The La Poubelle Vintage mobile shop can be found in and around New York City, and frequenting markets like Hester Street Fair and Long Island City Flea. Don't live near New York? Her Etsy shop is still up and running with amazing pieces to choose from! Track Laura and La Poubelle Vintage through her Instagram and Twitter.
We loved to hear how Laura started her own business by following her passion and what inspires her work.
What is it about vintage clothing that you love?
I love that vintage clothing is like wearing a little piece of history. I love imagining who wore a dress before I found it or finding little traces of a past life, like ticket stubs in evening purses or old coins in a jacket pocket. I also love how cyclical fashion is. It still amazes me to find a dress from the '50s that would look right on trend on the racks of Anthropologie or Free People.
Who are some of your style icons?
I really like Anjelica Huston, I think she's a super unique beauty and I especially loved the way she styled herself in the '70s. I also love Jean Shrimpton, she just looked effortless and chic in everything she wore! As for modern day icons, I love the stylist Natalie Joos, she styles things in a really unique way and is quite playful in her outfit choices.
How did you decide to become an entrepreneur?

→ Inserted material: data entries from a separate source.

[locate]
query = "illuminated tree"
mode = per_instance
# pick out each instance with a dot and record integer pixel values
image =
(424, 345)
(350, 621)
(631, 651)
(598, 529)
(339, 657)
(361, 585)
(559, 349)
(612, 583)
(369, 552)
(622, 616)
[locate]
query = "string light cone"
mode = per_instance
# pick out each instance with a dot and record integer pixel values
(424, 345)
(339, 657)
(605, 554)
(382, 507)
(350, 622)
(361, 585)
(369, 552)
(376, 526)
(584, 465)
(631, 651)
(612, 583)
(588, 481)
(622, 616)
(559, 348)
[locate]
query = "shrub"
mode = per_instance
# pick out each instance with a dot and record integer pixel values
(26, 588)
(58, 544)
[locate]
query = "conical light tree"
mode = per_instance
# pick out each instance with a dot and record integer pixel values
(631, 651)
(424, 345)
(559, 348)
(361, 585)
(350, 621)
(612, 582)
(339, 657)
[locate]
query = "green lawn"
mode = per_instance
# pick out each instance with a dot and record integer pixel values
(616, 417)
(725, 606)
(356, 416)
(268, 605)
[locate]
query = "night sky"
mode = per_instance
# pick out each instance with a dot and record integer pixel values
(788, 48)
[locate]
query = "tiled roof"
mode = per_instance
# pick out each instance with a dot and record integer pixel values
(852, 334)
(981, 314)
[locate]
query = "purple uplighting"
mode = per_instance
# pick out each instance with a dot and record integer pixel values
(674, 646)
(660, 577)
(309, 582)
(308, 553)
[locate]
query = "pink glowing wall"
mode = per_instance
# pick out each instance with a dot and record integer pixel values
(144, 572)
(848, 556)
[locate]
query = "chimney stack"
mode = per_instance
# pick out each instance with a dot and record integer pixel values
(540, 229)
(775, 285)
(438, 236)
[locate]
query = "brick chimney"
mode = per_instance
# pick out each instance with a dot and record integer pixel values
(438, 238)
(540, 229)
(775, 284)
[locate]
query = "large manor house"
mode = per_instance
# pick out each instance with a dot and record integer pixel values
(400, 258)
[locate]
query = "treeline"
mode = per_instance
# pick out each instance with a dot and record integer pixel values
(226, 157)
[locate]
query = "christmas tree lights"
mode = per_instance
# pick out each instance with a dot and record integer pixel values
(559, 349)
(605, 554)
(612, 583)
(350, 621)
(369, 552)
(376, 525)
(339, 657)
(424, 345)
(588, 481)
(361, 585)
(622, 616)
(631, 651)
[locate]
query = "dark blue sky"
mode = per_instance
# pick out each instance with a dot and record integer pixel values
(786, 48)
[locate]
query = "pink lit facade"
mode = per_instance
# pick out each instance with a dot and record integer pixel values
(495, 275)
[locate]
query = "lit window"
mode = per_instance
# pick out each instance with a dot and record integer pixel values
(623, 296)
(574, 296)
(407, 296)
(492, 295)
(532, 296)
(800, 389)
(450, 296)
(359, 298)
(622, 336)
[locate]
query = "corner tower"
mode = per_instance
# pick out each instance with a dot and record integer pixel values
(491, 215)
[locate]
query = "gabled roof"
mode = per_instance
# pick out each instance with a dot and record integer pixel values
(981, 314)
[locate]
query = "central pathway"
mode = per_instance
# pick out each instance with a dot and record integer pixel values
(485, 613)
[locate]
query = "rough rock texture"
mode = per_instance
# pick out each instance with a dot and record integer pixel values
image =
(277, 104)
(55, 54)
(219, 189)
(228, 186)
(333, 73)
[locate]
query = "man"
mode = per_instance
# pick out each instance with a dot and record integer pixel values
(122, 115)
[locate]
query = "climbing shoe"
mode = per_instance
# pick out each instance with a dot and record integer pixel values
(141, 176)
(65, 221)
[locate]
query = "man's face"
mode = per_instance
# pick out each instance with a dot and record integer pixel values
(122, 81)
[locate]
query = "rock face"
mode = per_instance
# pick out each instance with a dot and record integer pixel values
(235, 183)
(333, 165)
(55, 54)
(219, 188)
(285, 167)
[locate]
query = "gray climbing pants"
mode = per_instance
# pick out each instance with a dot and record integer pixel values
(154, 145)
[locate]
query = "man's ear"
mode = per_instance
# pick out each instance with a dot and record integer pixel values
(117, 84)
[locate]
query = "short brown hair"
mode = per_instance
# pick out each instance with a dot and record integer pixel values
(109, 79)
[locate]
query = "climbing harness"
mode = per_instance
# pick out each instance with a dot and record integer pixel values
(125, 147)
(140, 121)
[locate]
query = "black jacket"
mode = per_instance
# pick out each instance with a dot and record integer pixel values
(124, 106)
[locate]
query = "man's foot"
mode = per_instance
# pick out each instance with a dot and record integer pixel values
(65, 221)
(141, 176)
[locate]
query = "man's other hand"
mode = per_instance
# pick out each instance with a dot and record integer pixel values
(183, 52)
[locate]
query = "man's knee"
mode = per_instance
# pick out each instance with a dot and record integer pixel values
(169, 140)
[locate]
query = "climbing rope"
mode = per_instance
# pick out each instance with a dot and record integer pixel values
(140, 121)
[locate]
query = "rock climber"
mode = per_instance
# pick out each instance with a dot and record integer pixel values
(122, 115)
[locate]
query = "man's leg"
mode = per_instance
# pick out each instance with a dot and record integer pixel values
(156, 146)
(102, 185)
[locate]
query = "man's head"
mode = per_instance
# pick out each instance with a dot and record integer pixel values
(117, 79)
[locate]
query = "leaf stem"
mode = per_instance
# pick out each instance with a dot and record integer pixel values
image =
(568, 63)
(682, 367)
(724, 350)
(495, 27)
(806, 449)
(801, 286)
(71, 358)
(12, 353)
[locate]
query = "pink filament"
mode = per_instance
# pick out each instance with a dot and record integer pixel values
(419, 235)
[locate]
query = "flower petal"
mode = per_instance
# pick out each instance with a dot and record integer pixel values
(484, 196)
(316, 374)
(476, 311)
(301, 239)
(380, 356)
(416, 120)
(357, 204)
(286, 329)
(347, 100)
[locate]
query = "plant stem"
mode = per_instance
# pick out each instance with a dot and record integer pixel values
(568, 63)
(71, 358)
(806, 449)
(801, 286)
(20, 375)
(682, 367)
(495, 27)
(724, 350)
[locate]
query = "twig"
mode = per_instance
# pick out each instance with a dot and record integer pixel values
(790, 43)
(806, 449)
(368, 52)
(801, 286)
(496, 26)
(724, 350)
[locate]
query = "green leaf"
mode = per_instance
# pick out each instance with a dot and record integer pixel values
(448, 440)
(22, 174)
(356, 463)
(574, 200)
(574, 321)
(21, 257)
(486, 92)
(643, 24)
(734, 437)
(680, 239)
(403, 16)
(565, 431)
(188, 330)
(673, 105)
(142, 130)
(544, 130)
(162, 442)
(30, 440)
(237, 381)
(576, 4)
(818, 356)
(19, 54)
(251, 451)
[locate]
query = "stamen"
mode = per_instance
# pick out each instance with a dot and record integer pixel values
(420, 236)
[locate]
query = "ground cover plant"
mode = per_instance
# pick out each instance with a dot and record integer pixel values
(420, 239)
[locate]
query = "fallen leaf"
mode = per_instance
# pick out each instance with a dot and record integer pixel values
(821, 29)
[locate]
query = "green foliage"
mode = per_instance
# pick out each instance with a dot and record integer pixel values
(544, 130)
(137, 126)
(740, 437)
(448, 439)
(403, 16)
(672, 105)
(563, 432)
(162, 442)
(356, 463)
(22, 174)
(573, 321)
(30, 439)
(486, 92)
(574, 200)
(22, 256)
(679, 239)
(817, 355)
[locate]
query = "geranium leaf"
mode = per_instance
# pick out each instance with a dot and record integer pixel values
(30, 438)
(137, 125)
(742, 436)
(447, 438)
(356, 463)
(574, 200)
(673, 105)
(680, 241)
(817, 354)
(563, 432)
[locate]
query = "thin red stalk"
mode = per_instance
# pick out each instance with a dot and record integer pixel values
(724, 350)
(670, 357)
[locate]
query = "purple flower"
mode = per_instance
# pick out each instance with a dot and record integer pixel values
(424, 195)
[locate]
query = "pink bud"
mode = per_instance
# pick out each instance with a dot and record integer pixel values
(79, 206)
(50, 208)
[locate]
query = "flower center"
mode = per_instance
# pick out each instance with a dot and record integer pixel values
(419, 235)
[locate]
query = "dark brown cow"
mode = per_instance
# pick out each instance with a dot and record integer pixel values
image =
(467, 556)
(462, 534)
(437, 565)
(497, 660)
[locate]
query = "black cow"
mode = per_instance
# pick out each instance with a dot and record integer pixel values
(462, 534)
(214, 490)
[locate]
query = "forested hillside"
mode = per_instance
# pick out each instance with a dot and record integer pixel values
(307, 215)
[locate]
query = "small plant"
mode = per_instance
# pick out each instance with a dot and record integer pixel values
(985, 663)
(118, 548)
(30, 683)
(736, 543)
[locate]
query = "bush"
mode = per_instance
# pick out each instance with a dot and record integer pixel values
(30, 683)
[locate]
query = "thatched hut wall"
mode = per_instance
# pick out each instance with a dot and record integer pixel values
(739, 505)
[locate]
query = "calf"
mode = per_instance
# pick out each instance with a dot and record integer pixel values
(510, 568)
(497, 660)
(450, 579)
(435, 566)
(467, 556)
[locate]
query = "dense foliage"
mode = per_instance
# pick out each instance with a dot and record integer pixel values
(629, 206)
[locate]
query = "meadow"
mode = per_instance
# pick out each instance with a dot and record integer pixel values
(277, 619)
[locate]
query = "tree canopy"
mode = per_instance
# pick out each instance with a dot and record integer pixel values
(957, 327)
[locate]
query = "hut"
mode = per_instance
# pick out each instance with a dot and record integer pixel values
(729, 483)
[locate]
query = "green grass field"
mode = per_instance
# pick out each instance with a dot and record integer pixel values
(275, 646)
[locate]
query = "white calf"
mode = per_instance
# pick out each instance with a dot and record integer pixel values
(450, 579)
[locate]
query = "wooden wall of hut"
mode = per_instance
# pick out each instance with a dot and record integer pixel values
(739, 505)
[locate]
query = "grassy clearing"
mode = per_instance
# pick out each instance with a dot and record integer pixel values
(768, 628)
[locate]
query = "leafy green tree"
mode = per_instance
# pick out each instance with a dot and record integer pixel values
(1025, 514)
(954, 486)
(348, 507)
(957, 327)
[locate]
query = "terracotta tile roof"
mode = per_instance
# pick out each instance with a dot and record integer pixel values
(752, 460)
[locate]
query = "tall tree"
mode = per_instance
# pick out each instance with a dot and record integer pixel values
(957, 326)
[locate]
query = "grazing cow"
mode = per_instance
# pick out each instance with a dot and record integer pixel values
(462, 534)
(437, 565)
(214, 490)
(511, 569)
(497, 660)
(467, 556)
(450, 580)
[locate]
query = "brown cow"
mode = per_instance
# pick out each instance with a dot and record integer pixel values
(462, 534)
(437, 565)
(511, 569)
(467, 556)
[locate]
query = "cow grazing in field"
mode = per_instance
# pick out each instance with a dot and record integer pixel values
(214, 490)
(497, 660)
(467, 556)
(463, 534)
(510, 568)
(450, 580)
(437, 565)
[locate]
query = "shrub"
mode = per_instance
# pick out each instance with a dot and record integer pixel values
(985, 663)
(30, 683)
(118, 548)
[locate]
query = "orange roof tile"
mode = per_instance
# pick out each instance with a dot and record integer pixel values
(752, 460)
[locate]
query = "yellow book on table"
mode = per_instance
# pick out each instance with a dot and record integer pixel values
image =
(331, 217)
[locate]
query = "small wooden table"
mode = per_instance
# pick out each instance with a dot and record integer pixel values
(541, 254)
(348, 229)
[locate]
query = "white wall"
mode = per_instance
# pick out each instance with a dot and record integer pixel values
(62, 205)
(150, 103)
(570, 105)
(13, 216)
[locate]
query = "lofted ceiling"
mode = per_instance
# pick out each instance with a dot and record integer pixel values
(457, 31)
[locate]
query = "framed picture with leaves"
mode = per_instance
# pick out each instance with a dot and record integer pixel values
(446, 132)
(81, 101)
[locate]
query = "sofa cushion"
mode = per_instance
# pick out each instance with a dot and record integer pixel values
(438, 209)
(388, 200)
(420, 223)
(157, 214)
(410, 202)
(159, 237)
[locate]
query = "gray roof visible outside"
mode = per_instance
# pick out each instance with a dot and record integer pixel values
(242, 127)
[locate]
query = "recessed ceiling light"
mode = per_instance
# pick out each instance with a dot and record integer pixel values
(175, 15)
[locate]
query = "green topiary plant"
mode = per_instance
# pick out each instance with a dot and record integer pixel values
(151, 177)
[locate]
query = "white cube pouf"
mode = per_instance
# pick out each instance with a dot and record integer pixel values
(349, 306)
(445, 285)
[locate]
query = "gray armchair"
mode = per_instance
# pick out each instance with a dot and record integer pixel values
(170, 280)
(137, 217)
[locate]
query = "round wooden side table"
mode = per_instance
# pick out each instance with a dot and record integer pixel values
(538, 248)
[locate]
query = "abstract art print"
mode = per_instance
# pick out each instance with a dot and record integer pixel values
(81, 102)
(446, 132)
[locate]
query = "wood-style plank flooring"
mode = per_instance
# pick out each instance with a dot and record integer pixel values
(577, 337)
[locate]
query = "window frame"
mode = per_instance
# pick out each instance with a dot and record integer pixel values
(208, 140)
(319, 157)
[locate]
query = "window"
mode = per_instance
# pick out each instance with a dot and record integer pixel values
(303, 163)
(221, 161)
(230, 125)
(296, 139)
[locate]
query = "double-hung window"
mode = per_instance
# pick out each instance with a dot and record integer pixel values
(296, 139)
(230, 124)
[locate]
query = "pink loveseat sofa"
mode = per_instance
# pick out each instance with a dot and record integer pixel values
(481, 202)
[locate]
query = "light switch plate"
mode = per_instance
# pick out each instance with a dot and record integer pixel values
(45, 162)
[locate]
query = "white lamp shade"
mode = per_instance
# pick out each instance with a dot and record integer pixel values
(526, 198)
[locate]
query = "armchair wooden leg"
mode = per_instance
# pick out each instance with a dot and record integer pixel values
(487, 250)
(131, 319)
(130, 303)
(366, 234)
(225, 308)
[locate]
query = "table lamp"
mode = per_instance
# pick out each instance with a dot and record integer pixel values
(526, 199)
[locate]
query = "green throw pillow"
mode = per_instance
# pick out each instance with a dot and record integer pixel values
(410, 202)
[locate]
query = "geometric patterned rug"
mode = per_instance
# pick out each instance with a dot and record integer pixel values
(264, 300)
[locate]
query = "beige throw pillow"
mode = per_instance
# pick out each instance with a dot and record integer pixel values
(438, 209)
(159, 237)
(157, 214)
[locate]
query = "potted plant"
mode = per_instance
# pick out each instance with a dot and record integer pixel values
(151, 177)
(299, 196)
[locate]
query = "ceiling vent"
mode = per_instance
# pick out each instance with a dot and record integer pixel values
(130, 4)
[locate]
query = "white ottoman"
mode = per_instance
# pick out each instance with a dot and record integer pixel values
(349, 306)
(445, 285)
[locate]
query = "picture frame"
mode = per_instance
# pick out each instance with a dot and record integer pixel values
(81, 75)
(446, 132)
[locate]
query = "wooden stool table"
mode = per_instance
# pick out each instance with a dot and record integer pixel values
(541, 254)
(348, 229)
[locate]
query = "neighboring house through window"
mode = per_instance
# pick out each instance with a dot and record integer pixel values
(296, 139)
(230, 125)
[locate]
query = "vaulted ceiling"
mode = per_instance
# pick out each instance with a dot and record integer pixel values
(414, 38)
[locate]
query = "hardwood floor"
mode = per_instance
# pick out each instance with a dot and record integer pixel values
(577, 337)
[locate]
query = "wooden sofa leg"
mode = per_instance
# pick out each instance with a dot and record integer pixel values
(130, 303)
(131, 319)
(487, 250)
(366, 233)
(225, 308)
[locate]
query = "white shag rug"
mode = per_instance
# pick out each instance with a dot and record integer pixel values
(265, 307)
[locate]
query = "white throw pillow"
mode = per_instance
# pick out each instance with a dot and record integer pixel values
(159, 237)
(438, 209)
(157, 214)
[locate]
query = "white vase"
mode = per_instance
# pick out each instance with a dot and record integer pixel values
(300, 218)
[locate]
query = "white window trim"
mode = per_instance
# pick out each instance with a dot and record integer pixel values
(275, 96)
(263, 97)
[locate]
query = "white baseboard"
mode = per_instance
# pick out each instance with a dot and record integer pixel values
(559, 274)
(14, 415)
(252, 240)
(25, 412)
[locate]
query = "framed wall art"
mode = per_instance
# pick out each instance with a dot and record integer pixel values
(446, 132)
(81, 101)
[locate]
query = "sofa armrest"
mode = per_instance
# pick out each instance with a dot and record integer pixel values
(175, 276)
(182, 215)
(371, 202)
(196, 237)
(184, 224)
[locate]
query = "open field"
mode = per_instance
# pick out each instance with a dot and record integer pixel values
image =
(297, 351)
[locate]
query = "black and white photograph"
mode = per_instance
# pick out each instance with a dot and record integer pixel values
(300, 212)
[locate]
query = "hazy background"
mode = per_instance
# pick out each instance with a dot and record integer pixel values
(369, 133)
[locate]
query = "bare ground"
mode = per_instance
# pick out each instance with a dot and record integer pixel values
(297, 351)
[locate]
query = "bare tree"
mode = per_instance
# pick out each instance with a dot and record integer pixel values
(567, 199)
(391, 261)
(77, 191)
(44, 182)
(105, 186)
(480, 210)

I definitely first became interested in vintage when I was a teenager growing up in Maine. I was always into fashion and wearing unique pieces, so I started going to the local thrift stores and vintage shops for special finds.
I'm a fairly independent and strong-willed person, and making decisions for myself was really important to me. After I realized that, starting my own business just seemed like the right thing to do. It has not been easy at all, but nothing compares to the feeling of working hard for a business that you created yourself, and watching it grow and evolve. Plus, I love having the freedom to make my own schedule, work my own hours, and be creative.
I used Kickstarter to fund the launch of the mobile shop. As a startup, I likely would have had trouble getting approved for business loans but with Kickstarter, I was able to tap into resources like family, friends, and past customers for help in starting this project.
What is your advice to shoppers who are new to vintage?
Always try everything on! Vintage sizing and cuts are often different than modern ones, so even if something looks too big or too small, give it a whirl. You'd be surprised at what looks good! Also, adjust your expectations. Vintage pieces are often not in absolutely perfect condition so you may have to deal with a mark here or there, but that's what makes them special and gives them character!